Palangka Raya, Kalimantan Tengah, Maret 2010

“Apa nama kota ini?” tanya seorang pria jangkung yang mengenakan pakaian berwarna ungu.

“Palangka Raya,” jawab seorang pria lain yang memegang gulungan mirip peta.

“Seumur hidupku, aku belum pernah menjelajahi kota ini. Dan segera setelah tugas ini selesai, aku akan menjelajahi kota ini sampai tak menyisakan sudut kecilnya,” kata pria lain begitu bernafsu.

“Kalau kau ingin segera menyelesaikan tugas ini, ayo kita segera menemukan Ganendra Aryasathya.” pria yang membawa peta itu menyahut sambil memandang ke sekitarnya.

Empat belas pria itu langsung berjalan beriringan menyebrangi jalan raya.
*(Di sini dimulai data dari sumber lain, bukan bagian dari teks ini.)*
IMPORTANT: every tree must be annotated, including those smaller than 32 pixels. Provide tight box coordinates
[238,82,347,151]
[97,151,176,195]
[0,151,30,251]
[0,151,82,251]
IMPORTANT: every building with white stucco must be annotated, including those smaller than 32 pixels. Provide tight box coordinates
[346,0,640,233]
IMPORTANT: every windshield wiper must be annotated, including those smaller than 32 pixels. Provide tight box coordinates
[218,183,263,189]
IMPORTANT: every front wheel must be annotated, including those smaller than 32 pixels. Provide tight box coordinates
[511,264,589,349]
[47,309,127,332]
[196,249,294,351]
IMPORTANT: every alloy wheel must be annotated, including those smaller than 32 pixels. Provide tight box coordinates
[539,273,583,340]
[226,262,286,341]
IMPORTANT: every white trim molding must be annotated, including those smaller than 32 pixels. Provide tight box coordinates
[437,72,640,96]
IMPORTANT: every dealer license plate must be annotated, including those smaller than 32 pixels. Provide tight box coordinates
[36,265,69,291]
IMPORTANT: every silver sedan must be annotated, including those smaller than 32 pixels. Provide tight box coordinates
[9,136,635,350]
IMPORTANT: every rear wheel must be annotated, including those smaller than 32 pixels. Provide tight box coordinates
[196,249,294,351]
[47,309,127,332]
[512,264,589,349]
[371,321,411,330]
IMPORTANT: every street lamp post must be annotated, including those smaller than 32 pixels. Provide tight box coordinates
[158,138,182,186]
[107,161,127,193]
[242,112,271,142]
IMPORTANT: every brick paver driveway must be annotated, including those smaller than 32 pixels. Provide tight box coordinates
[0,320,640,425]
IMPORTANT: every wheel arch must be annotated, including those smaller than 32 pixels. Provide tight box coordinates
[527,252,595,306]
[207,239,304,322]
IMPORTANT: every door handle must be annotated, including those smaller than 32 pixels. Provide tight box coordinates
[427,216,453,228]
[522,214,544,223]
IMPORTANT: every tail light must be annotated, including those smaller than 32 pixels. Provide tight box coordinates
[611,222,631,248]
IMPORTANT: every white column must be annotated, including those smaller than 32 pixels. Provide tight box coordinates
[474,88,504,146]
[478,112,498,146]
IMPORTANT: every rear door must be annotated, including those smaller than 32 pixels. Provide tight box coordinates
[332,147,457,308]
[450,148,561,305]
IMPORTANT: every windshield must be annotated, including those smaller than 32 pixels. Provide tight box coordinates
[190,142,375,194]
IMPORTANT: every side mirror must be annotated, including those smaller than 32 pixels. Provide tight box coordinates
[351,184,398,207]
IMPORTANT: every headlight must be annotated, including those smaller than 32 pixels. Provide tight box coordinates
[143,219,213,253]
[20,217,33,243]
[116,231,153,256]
Dengan pria yang menggunakan peta memimpin di depan.

“Kau yakin kita akan menemukannya di sini, Gama?” tanya salah seorang rombongan itu.

“Kata Ampu Estungkara, kita memang seharusnya menemukannya di sini,” jawab Pria yang membawa peta sambil terus berjalan.

“Di mana tepatnya?”

“Jangan berdiskusi di sini, Nak. Seharusnya kita mencari tempat yang lebih bagus. Kota ini begitu panas,” saran Pria yang paling tua sambil menyapu rambut putihnya.

“Anda benar, Gusti Patih. Kita harus mencari tempat yang nyaman terlebih dahulu sebelum memutuskan langkah selanjutnya,” Gama menyetujui pendapat pria yang paling tua itu.

Mereka berjalan tanpa kata, hanya sesekali menyumpah dengan pelan tentang panasnya cuaca siang itu. Bahkan seorang penyihir pendek yang ikut dalam rombongan itu yang bernama Samira bersumpah kalau ada yang ingin menukar tongkat sihirnya dengan topi atau apa saja yang bisa melindunginya dari sengatan matahari ia akan senang hati menyetujuinya. Mereka memang dilarang Ratu Ayunda yang memerintahkan mereka dalam misi ini untuk tidak menggunakan kekuatan supranatural mereka kalau tidak mendesak.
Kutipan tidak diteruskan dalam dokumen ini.